Under clean air requirements adopted in California, 2% of new automobiles offered for sale by major manufacturers must be entirely free of emissions by 1998. In practical terms, that means electric cars, but a debate is raging among environmentalists, government officials and manufacturers about the necessity of a mandate and the readiness of electric vehicles to meet consumer demands.
Three years may seem like a long way off, but the fight today is nonetheless intense as factions battle over the implementation of the mandate.
Should auto makers be forced to sell electric cars in California in 1998?
Los Angeles City Councilman Marvin Braude:
“The answer is yes, we should. . . . The electric vehicle is our best hope of cleaning the air. We’ve eliminated most of the air pollution from industrial sources. Most of the smog is coming from automobiles. . . [The electric car] is available right now. You can get a reliable, useful electric vehicle. All they have to do is produce them.
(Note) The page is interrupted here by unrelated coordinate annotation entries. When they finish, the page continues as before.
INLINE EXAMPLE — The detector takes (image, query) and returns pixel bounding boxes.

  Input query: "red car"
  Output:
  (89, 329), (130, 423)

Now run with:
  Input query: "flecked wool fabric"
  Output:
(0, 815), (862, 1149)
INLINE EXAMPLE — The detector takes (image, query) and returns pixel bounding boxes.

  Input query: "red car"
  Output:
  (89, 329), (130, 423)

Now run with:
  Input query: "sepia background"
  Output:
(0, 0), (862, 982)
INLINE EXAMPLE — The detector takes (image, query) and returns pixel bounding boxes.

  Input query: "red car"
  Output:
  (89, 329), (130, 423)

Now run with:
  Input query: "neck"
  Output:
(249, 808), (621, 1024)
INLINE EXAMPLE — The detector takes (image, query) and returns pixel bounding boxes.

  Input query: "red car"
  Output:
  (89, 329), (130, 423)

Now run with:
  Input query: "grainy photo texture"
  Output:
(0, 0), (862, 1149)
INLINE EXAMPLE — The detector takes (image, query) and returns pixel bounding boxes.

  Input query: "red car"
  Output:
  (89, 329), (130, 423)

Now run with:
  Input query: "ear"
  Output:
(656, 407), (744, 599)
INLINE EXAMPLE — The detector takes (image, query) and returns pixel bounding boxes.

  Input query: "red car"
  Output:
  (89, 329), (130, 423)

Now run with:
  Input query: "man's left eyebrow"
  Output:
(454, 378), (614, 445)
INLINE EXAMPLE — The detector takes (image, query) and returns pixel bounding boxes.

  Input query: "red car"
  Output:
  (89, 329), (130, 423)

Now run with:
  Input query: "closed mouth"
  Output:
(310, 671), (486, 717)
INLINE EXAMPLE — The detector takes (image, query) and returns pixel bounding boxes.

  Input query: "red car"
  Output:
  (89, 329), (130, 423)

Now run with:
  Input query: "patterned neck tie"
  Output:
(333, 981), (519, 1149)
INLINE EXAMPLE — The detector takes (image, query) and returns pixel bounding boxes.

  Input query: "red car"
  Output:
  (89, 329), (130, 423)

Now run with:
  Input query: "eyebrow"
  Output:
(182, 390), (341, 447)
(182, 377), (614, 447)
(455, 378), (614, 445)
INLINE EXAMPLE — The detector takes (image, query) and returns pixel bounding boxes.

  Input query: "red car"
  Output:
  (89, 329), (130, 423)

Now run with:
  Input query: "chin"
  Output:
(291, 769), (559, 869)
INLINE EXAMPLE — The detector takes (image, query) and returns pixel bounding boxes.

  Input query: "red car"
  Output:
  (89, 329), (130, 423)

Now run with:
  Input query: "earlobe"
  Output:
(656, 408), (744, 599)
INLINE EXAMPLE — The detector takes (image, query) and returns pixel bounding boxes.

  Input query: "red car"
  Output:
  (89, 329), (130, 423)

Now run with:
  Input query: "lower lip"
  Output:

There is no question about the technology. The batteries are useful for 80 to 100 miles without recharging. That’s plenty of range.”
Richard Katz, assemblyman (D-Sylmar)
“The opposition is the big three auto manufacturers, the same guys who would not have air bags in the cars if it was still up to them. Detroit has the same, cover-their-eyes mentality about electric vehicles. . . . There are also economic reasons for Detroit to not like it. The electric vehicles will be built in California, while conventional vehicles will be built in Detroit.
Wendy James, manager of the electric transportation division for Southern California Edison:
“From the refueling perspective, we don’t envision any problem in making the 1998 date. . . . We are talking about a large appliance. It’s not a lot different than when central air came on line. . . . If we can convince enough people to charge between 9 p.m. and noon, that should really help rates go down. It’s very important to mention that Southern California Edison has committed to not to raise rates to pay for the electric vehicle program.”
Max Gates, spokesman for the American Automobile Manufacturing Assn., which represents Ford, Chrysler and General Motors:
“Our members believe electric cars have a great potential for the future, but electric vehicles are not quite ready for the broad market. The 1998 mandate for sales runs the risk of undermining the reputation of electric vehicles before they have the chance to get established. Right now, the electric vehicles are too expensive and don’t have the range or power that most consumers want.”
Anita Mangles, executive director for Californians Against Hidden Taxes:
“Absolutely not, at least not the way it stands now. . . . The fact of the matter is, if people wanted these cars and the technology was there, there would be investors lined up around the corner. If they could do that, they would not need a mandate. Even experts in the electric-car industry have said the mandate will not have a measurable effect on the smog in the L.A. basin. Not only will you be paying three times as much for a car that performs only one-third as well as a conventional car, there will be a negligible effect on air quality.”